THEY won nine in a row on the way to clinching promotion under player-manager Roy McFarland.

BARRY GALLAGHER continues our series on City team-mates with his take on the Fourth Division runners-up from 1982.


Rammers was a very experienced keeper, a good talker at the back and was always giving information to his back four. A good shot stopper and would always look to get the team on the front foot, going forward as quickly as possible.


Was a lot younger than Rammers, physically very fit and another a good trainer. He was not the best on crosses at first but he would stay behind after training to work on the things he needed to.

He would often ask me to stay behind after training to put some crosses in as well as practice his shot-stopping.


The coolest dude you could ever wish to meet and was very quick at right-back.

Not many could beat Poddy even if they got past him with their ability.

He would never give in and would eventually catch them up. I played in front of Ces on the right of midfield and he would always be available for the overlap.

A gentleman among a bunch of young men trying to find our way in pro football. He loved music and still dances to this day - and the girls loved him!


Terry wasn’t the tallest of centre halves but was still very good in the air against big strikers.

He had a great sense of what was around him and would cover very quickly all the back four.

His distribution was always very good and he was strong in the tackle. He had great pace and was physically very fit.

A quiet man off the field but not on it. If things weren’t going according to plan, he would let you know.


Thommo was a leader and would always let everyone know what he expected from them.

A good talker at the back, good in the air and no slouch on the floor. He was a threat from corners and free-kicks in the opposition box.

Tommo had a ‘tache at that time and looked a bit like Burt Reynolds.


The gaffer was the complete centre-half and led by example. He was the best passer at the back and would throw himself into every tackle, even if he wasn’t favourite to win it.

He would give his all and expected everyone else to do the same. He was one of the lads on the pitch and would join us for the occasional drink after the game.

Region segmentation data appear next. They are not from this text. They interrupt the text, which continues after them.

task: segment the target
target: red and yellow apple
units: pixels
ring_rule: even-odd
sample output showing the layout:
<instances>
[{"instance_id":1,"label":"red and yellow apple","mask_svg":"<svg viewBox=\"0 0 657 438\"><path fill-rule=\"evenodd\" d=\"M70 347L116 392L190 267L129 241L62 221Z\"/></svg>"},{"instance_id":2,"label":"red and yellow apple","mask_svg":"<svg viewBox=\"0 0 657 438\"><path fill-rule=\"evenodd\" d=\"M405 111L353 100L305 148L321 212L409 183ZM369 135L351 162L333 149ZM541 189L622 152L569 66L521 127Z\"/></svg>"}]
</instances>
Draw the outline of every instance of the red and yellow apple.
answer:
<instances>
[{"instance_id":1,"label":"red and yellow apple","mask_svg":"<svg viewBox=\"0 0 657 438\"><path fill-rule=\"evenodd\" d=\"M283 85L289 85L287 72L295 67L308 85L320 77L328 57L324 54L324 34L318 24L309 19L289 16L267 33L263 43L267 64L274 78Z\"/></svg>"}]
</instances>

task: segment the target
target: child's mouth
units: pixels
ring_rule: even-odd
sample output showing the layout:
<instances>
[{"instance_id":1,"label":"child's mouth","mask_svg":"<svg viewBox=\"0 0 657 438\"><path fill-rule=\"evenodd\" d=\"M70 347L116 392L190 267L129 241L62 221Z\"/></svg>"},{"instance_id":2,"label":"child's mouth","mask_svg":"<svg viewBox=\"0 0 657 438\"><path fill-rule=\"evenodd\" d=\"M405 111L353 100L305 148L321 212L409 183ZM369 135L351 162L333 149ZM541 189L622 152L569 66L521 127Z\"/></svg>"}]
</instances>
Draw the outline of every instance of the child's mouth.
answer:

He believed we should all be together on and off the field and that was a great thing to be part of. He wasn’t bad at free-kicks in and around the opposition box – if I let him. He would give me a wink of the eye and that would give me so much confidence to score from set-pieces.


Chappy could play anywhere on the left-hand side and was very fit and quick. He wasn’t the tallest but that never bothered him had he was always comfortable on the ball.

A great crosser, Chappy would the life and soul of the party. A very funny guy and smart dresser too, he was always the one to organise any do’s we had to go to and what the rules were.

Those were the good times – I’d love to go into more detail, but Chappy won’t let me!


Jacko and I came through together as apprentices. We were that close, our birthdays are April 6 and 7, 1961 - both 59 not out at the moment and long may it continue.

Jacko was a raw centre half who became a great one and a lot of his improvement came when Roy McFarland was at Bradford.

He was always very fit, good in the air and became very good on the floor through his appetite to become the best. Jacko worked his socks off to get to the top and he was eventually rewarded with his move to Newcastle United.

A pleasure to play alongside, a great example of believing in himself and a load of hard work. I still see Jacko quite regularly and we reminisce about old times.


Chippy led by example on and off the field. He had great left foot, was a great crosser of the ball and a great human being.

He wasn’t the quickest of players like me but read the game so well that he rarely got beaten. His positioning was always good.

A model professional who would give advice on maintaining high standards.

Chippy is a good friend and he hasn’t changed. Once a gent, always a gent!